ミクシィ・グループで、実際に開発に携わっているエンジニア達が執筆している公式ブログです。様々なサービスの開発や運用を行っていく際に得た技術情報から採用情報まで、有益な情報を幅広く取り扱っています。

「インディーズ機能」始めました

mixi
仕事を複数抱えた場合のコンテキストスイッチに高いオーバーヘッドを伴っているmikioです。今回は、近頃はじめたインディーズ機能についての思いを僭越ながら述べてみます。

インディーズ機能とは

インディーズ機能とは、実験的なサービスを早い段階で公開してユーザの皆さんからのフィードバックを反映させてくことにより、より斬新で親しみやすいサービスをより迅速にお届けするための枠組です。一般的には「ベータ機能」とか呼ばれている枠組に相当しますが、サイト自体が「ベータ」を標榜しているので「アルファ」になり、しかしそれもわかりにくいということで、紆余曲折あった末に「インディーズ」という名前に落ち着きました。

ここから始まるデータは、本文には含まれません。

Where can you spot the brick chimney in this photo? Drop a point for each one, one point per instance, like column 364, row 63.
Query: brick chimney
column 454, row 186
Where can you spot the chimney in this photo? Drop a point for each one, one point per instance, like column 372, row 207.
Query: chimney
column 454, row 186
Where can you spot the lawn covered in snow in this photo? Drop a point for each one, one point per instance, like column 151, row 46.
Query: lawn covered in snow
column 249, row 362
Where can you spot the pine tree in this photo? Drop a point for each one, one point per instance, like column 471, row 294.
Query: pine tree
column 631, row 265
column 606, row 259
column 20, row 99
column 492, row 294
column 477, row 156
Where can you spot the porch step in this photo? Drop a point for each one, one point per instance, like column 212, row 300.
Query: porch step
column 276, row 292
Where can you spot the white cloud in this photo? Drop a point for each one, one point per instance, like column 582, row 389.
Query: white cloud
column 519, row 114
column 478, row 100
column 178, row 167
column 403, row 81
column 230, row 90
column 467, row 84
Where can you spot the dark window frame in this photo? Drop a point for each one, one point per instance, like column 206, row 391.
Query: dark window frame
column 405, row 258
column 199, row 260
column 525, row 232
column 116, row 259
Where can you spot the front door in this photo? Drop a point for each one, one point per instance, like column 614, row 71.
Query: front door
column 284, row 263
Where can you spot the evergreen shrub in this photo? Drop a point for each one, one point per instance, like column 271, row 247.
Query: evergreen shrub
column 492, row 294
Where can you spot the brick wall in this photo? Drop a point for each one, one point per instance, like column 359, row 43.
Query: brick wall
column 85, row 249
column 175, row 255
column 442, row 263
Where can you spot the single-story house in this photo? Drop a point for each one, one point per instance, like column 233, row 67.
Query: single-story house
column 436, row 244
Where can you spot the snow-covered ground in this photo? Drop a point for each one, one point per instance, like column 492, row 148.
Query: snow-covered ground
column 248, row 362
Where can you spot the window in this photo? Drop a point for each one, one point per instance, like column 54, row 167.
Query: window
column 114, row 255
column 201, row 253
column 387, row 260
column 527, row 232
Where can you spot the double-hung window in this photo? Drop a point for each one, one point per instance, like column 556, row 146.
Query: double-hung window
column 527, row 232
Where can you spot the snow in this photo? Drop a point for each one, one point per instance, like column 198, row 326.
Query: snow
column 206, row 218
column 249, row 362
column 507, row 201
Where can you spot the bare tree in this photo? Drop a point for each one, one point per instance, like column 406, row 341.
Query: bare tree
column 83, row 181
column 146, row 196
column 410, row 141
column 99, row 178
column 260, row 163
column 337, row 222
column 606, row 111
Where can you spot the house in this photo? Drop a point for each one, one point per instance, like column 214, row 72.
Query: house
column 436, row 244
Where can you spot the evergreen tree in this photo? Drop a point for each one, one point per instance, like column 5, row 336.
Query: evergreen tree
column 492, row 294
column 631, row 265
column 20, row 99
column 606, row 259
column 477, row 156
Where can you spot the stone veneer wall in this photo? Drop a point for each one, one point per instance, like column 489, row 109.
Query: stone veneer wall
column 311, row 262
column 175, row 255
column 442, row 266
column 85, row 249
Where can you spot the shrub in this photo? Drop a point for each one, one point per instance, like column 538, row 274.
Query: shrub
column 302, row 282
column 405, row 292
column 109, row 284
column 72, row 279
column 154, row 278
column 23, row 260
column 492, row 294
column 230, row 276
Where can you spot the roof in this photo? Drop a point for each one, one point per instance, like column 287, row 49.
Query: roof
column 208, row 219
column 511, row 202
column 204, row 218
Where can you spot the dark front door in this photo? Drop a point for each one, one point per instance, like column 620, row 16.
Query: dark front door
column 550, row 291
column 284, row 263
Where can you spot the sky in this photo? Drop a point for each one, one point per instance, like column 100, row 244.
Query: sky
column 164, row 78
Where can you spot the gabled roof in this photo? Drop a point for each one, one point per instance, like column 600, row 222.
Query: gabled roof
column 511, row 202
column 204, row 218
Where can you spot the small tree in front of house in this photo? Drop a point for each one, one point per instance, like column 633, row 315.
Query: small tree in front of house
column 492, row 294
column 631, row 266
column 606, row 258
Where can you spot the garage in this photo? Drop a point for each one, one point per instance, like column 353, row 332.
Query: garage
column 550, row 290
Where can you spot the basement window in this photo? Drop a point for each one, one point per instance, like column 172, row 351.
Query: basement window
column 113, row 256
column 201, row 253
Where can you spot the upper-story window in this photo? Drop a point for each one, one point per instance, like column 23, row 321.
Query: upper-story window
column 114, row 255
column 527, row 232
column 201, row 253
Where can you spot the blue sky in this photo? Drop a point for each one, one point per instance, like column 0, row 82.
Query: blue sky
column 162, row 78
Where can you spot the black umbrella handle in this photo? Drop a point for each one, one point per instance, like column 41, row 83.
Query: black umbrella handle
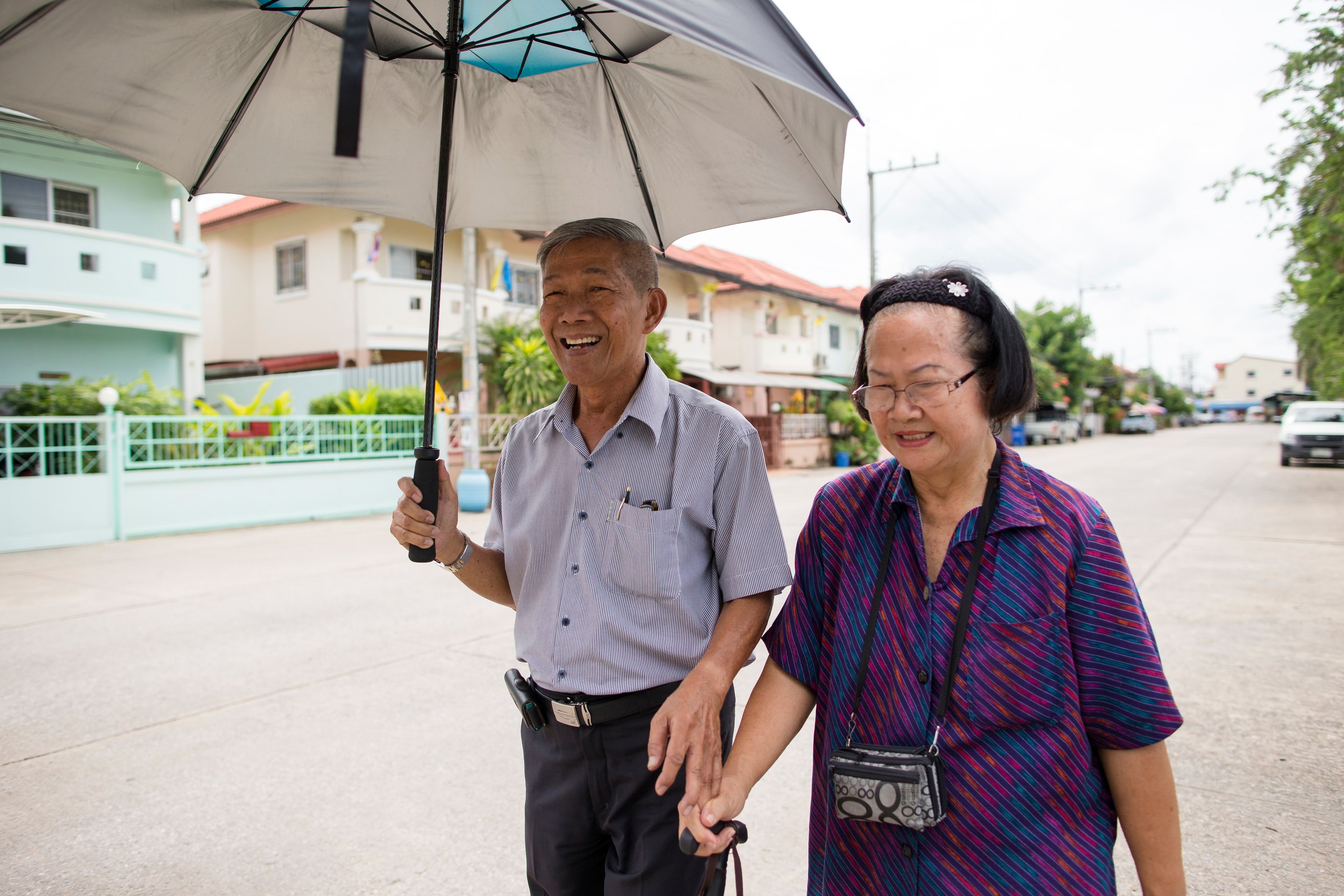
column 427, row 480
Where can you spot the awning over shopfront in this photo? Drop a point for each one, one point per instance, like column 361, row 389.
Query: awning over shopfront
column 721, row 377
column 15, row 315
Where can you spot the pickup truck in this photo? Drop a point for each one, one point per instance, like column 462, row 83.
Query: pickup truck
column 1051, row 424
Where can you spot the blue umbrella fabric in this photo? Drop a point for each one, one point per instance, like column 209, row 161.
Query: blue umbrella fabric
column 678, row 115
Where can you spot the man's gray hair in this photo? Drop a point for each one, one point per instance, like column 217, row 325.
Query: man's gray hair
column 638, row 257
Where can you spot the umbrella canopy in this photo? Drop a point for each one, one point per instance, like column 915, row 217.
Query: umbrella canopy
column 677, row 115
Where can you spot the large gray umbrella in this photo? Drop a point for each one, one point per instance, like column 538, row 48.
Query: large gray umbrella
column 677, row 115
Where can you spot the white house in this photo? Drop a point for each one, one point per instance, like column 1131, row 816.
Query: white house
column 1249, row 381
column 96, row 279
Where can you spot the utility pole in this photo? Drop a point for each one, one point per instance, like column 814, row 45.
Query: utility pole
column 873, row 210
column 1152, row 382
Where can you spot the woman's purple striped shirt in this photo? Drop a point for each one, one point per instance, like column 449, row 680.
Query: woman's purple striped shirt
column 1059, row 662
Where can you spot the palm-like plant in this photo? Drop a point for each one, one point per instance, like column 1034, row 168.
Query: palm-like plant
column 530, row 374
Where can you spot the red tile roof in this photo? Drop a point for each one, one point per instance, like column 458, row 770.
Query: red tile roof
column 752, row 272
column 236, row 209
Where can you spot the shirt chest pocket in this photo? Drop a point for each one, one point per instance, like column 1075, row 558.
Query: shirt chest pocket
column 1016, row 672
column 640, row 555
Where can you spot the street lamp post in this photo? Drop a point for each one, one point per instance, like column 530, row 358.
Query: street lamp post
column 873, row 210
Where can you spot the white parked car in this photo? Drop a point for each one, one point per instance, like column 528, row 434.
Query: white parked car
column 1312, row 432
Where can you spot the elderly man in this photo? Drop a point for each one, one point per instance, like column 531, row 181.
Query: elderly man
column 635, row 534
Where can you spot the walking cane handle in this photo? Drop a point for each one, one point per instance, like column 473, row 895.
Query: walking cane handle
column 427, row 480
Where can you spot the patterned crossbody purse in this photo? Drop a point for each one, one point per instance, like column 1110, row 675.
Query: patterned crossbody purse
column 904, row 785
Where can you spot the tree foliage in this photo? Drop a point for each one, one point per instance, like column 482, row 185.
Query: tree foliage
column 1065, row 367
column 80, row 398
column 1306, row 184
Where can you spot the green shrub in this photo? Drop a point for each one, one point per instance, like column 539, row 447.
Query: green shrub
column 80, row 398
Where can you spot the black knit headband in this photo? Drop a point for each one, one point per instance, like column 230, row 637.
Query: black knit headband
column 936, row 292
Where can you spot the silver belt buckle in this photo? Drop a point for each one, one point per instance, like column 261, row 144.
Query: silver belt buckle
column 569, row 714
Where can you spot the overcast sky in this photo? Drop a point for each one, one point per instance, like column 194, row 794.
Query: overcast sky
column 1077, row 146
column 1076, row 141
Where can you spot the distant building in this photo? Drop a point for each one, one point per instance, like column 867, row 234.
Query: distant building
column 1249, row 381
column 96, row 279
column 298, row 288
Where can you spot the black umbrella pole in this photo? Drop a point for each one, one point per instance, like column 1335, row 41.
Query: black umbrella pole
column 427, row 456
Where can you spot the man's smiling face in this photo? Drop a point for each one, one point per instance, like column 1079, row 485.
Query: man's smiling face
column 593, row 316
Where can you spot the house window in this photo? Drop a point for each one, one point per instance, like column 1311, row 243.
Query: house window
column 23, row 197
column 38, row 199
column 527, row 284
column 411, row 264
column 291, row 271
column 72, row 206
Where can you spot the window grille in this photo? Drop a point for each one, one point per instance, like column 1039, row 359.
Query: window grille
column 291, row 272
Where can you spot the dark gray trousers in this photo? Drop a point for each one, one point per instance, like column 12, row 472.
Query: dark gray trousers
column 595, row 824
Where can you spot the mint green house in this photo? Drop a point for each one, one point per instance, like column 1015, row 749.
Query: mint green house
column 97, row 279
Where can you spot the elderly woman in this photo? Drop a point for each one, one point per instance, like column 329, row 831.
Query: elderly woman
column 987, row 687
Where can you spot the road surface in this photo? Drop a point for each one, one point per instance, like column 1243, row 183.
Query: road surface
column 299, row 710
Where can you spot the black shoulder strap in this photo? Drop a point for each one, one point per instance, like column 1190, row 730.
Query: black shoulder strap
column 968, row 592
column 987, row 512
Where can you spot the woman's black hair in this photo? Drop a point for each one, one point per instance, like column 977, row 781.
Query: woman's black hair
column 991, row 335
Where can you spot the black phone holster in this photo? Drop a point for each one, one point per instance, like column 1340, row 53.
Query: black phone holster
column 526, row 699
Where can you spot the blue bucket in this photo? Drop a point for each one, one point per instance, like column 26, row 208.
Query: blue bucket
column 474, row 491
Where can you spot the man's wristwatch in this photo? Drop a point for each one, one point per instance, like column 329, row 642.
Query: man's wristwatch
column 462, row 561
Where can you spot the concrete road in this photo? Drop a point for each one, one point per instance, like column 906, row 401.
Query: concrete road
column 299, row 710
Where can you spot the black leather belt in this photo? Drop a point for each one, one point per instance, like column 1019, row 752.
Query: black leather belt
column 569, row 710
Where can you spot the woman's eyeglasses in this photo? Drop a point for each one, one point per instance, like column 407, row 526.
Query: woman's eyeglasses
column 880, row 399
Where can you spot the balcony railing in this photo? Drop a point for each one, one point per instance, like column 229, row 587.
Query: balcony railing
column 77, row 445
column 51, row 445
column 803, row 426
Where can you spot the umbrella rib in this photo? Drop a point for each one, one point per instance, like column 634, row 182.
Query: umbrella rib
column 635, row 155
column 428, row 23
column 27, row 21
column 523, row 65
column 246, row 101
column 531, row 25
column 585, row 14
column 406, row 53
column 802, row 152
column 392, row 18
column 482, row 23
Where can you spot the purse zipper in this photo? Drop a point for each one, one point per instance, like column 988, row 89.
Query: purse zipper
column 877, row 774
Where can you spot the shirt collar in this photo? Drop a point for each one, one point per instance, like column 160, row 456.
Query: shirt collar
column 1018, row 504
column 648, row 405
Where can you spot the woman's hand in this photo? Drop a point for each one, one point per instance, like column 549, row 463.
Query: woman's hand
column 728, row 805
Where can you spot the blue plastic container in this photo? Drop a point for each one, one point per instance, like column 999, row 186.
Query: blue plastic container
column 474, row 491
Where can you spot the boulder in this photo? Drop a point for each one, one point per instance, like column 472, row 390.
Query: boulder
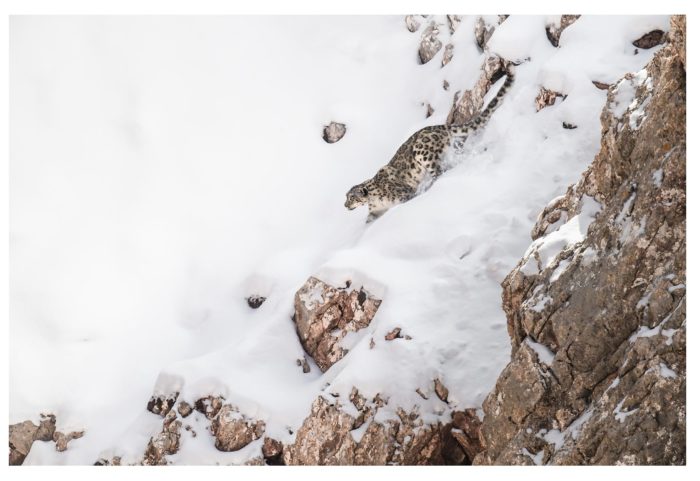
column 332, row 436
column 547, row 98
column 469, row 105
column 554, row 30
column 164, row 443
column 234, row 430
column 21, row 438
column 324, row 315
column 430, row 44
column 332, row 133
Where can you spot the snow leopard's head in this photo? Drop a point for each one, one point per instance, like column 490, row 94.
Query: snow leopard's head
column 357, row 196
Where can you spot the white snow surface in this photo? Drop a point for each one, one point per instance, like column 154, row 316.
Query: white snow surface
column 164, row 168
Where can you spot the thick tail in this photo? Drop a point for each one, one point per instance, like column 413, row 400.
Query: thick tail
column 481, row 119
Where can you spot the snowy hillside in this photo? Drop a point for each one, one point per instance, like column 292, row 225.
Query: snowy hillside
column 164, row 169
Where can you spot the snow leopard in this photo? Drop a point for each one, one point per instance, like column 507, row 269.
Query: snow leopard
column 418, row 161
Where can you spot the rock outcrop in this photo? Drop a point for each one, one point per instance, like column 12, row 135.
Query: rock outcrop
column 231, row 430
column 555, row 29
column 332, row 436
column 23, row 435
column 430, row 44
column 234, row 430
column 596, row 307
column 324, row 315
column 467, row 106
column 332, row 133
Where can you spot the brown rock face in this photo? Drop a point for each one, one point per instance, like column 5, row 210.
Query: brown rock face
column 546, row 98
column 272, row 451
column 62, row 439
column 412, row 23
column 164, row 443
column 162, row 404
column 471, row 102
column 22, row 436
column 597, row 316
column 324, row 315
column 326, row 438
column 554, row 30
column 483, row 30
column 429, row 43
column 234, row 430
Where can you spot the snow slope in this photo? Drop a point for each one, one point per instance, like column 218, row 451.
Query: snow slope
column 164, row 168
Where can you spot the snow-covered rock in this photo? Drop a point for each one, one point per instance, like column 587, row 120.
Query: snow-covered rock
column 598, row 373
column 325, row 315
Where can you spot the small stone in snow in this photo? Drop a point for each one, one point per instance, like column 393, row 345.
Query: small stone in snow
column 333, row 132
column 255, row 301
column 441, row 390
column 393, row 334
column 650, row 39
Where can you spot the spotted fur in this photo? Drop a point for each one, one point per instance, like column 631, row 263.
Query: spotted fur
column 418, row 161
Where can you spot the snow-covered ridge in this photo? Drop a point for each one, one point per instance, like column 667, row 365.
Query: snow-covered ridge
column 171, row 183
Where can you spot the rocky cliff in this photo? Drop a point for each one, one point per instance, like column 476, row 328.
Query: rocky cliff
column 596, row 306
column 595, row 311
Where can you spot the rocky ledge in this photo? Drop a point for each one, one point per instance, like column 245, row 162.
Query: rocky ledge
column 596, row 306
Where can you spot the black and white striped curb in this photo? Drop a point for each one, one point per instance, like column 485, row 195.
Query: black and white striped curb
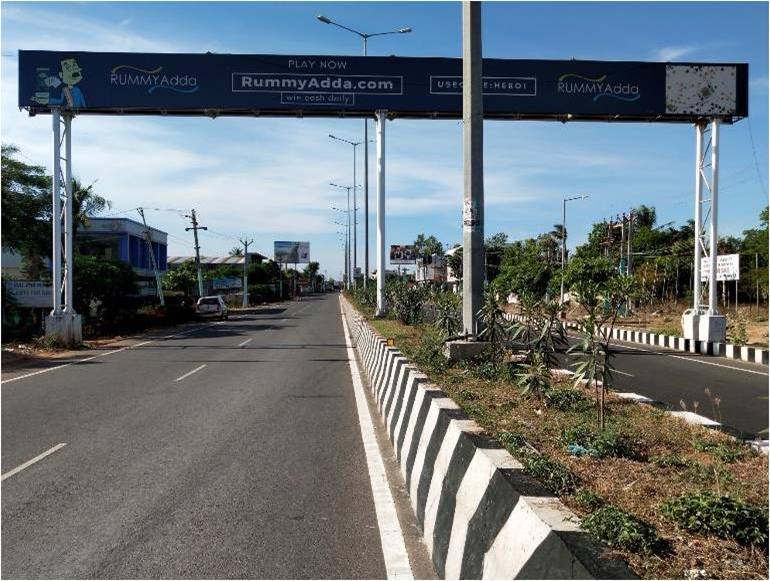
column 728, row 350
column 481, row 516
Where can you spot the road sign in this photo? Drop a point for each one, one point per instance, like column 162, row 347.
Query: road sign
column 30, row 293
column 402, row 254
column 291, row 85
column 288, row 252
column 728, row 267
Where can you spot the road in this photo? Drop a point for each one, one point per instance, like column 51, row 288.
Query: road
column 672, row 376
column 231, row 451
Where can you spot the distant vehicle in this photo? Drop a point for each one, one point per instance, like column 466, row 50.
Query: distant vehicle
column 214, row 305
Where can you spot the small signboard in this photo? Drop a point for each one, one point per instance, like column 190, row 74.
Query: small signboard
column 728, row 267
column 402, row 254
column 30, row 293
column 291, row 252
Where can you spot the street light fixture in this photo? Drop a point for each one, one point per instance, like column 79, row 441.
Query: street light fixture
column 347, row 242
column 355, row 145
column 365, row 37
column 564, row 239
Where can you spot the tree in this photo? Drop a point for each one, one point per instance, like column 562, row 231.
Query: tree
column 602, row 303
column 103, row 285
column 183, row 278
column 455, row 262
column 494, row 246
column 26, row 205
column 86, row 203
column 523, row 269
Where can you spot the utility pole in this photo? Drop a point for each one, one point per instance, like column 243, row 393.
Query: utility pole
column 628, row 252
column 151, row 251
column 246, row 271
column 473, row 168
column 564, row 240
column 195, row 228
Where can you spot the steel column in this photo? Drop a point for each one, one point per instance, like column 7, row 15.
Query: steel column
column 697, row 286
column 713, row 237
column 56, row 252
column 381, row 306
column 69, row 307
column 473, row 168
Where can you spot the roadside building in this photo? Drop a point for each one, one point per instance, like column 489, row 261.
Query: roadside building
column 125, row 239
column 214, row 262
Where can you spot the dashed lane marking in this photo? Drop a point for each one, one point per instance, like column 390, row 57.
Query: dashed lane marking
column 29, row 463
column 189, row 373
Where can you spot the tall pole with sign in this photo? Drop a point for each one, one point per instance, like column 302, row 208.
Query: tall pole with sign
column 703, row 322
column 380, row 120
column 63, row 323
column 473, row 168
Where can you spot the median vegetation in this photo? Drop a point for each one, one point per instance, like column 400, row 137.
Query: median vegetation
column 673, row 499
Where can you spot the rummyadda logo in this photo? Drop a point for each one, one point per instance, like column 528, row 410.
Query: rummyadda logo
column 153, row 79
column 598, row 87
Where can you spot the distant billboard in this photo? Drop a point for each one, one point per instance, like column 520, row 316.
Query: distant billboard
column 30, row 293
column 728, row 267
column 291, row 252
column 402, row 254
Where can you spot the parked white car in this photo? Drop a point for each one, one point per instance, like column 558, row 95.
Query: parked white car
column 213, row 306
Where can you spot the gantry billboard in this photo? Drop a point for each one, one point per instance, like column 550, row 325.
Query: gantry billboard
column 312, row 85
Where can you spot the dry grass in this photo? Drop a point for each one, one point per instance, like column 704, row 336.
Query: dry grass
column 639, row 487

mixi開発チームでは日々新しい機能やサービスを模索し、また既存のサービスや機能の改善を図っているわけですが、当然ながら、現在開発中もしくは企画中のものを投入した暁にそれがヒットするかどうかは、実際に投入してみなければわかりません。ネット上の他のサイトの動向を見て似たようなサービスを提供するいわば追従型の案件の場合はまだ影響を読みやすいのですが、mixiならではの新しいサービスを提供しようとするとそれは一気に難しくなります。そのため、正式なサービスに仕上げる一歩二歩手前の段階であるインディーズ機能を公開して、それを作りこむ価値があるかをユーザの皆さんに評価いただこうと考えました。

正式なサービスにしようとすると、スケーラビリティ/アベイラビリティ/インテグリティなどを確保するために多くの工数が必要になり、デザインやユーザビリティを向上し、コストやリスクを軽減するために様々な検討と施策をしなければなりません。したがって、リソースの問題から全てのアイデアを実装することは現実的には不可能です。そして、提案したもののペンディング(つまり雑誌の休刊と同じで復活の見込みはほとんどない)に処される企画は山ほどありますし、開発途中でペンディングにされるプロジェクトすら出てきます。これはちょっぴり悲しいことですが、有限のリソースの中でヒットするサービスを提供していくには、ある程度の淘汰はしかたのないことでしょう。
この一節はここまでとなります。